Check out resources and accomodations for visitors at the Walker: http://learn.walkerart.org/tour.wac
Host a book club
Kara Walker describes her work as both visual and literary. Works of fiction ranging from Uncle Tom’s Cabin written by Harriet Beecher Stowe in 1852 to the contemporary novels of Toni Morrison act as influences on her work and her interest in narrative.
Reading fiction that inspired Kara Walker is a great way to help you understand her art. First, visit the Annotated Resource List to review the selection of novels and plays that relate thematically to her subject matter. Select a novel or play from the resource list, read it in your book club or group, and then visit the exhibtion. Group tours of 10 or more people receive discounted admission and can schedule a private guided tour of any exhibition for a minimal additional fee. Visit the Tours section of the Walker Web site to learn more.

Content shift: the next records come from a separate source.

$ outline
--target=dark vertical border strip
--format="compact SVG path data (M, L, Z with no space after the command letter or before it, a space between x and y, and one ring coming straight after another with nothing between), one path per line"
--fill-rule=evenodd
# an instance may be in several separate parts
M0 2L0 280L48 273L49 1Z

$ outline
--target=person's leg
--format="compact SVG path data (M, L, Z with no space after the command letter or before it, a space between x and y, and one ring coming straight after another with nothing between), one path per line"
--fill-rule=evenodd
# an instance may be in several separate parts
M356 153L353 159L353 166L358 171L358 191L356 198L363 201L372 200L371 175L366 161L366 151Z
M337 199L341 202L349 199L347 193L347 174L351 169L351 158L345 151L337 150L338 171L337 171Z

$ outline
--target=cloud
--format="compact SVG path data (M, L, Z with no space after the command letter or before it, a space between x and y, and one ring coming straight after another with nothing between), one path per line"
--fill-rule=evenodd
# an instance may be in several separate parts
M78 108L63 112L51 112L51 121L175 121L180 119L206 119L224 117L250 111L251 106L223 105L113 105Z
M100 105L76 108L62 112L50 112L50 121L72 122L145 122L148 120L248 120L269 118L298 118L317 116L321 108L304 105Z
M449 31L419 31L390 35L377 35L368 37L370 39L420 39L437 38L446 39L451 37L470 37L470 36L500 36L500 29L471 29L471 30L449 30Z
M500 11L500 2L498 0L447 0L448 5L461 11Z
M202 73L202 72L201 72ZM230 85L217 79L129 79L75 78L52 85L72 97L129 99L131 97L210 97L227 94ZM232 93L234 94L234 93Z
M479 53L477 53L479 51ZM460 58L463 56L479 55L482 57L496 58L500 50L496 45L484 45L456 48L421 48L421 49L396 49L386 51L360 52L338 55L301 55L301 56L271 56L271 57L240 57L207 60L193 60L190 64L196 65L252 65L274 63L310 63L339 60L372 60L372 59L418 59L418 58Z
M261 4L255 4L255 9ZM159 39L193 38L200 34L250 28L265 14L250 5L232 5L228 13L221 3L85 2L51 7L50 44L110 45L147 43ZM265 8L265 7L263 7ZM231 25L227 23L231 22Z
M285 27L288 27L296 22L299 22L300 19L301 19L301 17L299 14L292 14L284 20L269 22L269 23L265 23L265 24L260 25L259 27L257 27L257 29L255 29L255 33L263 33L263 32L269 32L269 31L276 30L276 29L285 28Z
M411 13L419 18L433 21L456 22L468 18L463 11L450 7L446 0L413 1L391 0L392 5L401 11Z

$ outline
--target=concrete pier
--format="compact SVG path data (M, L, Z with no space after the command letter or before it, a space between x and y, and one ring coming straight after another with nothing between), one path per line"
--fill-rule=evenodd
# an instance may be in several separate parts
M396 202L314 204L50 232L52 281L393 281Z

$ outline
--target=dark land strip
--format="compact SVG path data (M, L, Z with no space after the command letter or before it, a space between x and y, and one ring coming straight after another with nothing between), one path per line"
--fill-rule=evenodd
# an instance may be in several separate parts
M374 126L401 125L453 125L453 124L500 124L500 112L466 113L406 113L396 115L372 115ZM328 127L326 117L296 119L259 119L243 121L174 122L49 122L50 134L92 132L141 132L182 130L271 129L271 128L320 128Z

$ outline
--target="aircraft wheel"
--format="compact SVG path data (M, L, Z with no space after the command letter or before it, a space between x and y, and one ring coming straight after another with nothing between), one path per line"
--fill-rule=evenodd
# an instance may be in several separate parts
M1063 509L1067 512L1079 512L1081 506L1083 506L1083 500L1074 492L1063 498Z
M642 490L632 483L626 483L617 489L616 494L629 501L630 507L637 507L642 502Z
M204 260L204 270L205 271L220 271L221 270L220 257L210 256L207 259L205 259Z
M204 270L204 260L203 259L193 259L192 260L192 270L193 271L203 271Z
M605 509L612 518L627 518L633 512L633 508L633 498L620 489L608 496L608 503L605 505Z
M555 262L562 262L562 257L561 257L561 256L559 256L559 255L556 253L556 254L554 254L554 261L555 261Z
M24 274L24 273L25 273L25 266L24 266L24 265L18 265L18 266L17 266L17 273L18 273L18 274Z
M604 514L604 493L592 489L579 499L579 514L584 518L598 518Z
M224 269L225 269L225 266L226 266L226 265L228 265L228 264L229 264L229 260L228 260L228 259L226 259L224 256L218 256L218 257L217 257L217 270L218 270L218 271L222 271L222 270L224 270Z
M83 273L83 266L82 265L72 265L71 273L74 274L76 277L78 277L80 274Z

If you are not part of a book club, you are welcome to join the Artist’s Bookshelf. Copresented by the Friends of the Minneapolis Public Library, the Walker's book club focuses on shared themes between contemporary literature and contemporary art. The Artist’s Bookshelf meets on Target Free Thursday Nights on the first Thursday of the month. In winter/spring 2007 the Artist’s Bookshelf will read titles related to Kara Walker’s work. Participants, are welcome to join a free guided tour of the exhibition Kara Walker: My Complement, My Enemy, My Oppressor, My Love at 6 pm on those dates''.
Plan a Community Dialogue
A visit to the exhibition can be used as a springboard for dialogue on the complex and often divisive issues of race, representation, and identity that inform Kara Walker's work. Planning and hosting such an event in your community may provide an opportunity to increase tolerance and understanding and strengthen relationships between friends and neighbors. However, dialogue on these topics can also reveal significant differences of opinion and experience. Thoughtful consideration should be given to all aspects of a community event where difficult subject matter is discussed. Engaging an experienced facilitator can help insure a positive outcome for your community event.
A number of planning tools are also available online to help plan your community event. A Planning Guide developed by Animating Democracy can be downloaded and used to structure your event. The Art and Civic Engagement Workbook developed by the Walker can also be helpful in hosting an arts-based civic engagement activity in conjunction with the exhibition.